A resident with a history of choking and aspiration risk, who was on an assist to dine program and had physician orders for a mechanical soft diet, was served a regular diet tray containing pork loin. The dietary staff had determined that the pork loin was not suitable for mechanical soft diets and had substituted pimento cheese sandwiches for residents requiring this diet. However, due to a miscommunication and error during meal service, the resident received the regular pork loin tray instead of the intended mechanical soft substitution. The resident began choking while eating the meal and became unresponsive, ceasing to breathe. Staff initiated the Heimlich maneuver and CPR, and emergency services were called. Despite these efforts, the resident was transported to the hospital and later expired. The cause of death was determined to be food aspiration leading to respiratory failure and hypoxia. Interviews with staff revealed that the error occurred when the dietary staff and LPN misidentified the correct tray for the resident, resulting in the resident being served food inconsistent with the prescribed mechanical soft diet. Facility policies required that all residents be provided with the prescribed diet as ordered by the physician, and that staff verify the correct tray and diet before serving. In this incident, these procedures were not followed, as the resident's tray was not properly checked against the diet order, and the substitution intended for mechanical soft diets was not provided. The failure to follow physician orders and facility policy directly led to the resident receiving an inappropriate meal, resulting in a fatal choking incident.

Removal Plan

  • Education on diet policy, supervision of dining rooms, and preparation of therapeutic diets.

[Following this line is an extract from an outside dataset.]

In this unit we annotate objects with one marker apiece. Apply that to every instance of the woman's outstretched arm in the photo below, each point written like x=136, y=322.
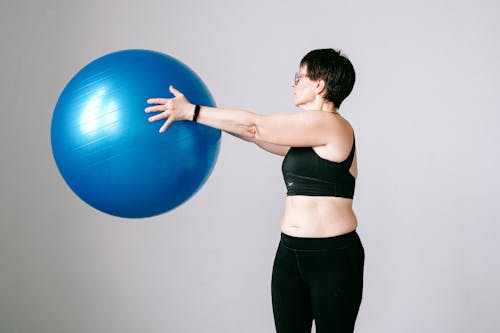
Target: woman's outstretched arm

  • The facility uses pictures of all three meals showing therapeutic diet consistencies which are sent to and approved by the dietary manager prior to serving any meals.
  • Dietary staff send a menu to all units showing alternatives for all regular and mechanically altered diets.
  • All food substitutions are approved by the dietary manager.
  • The facility holds daily briefings regarding diets/meals between the dietary manager and charge nurse/Director of Nursing (DON).
  • Menus are sent to all units and posted on each unit, followed by documented communication from charge nurse/DON to floor staff of any changes.
  • The facility reviews all resident diagnoses, diet orders, and aspiration risk.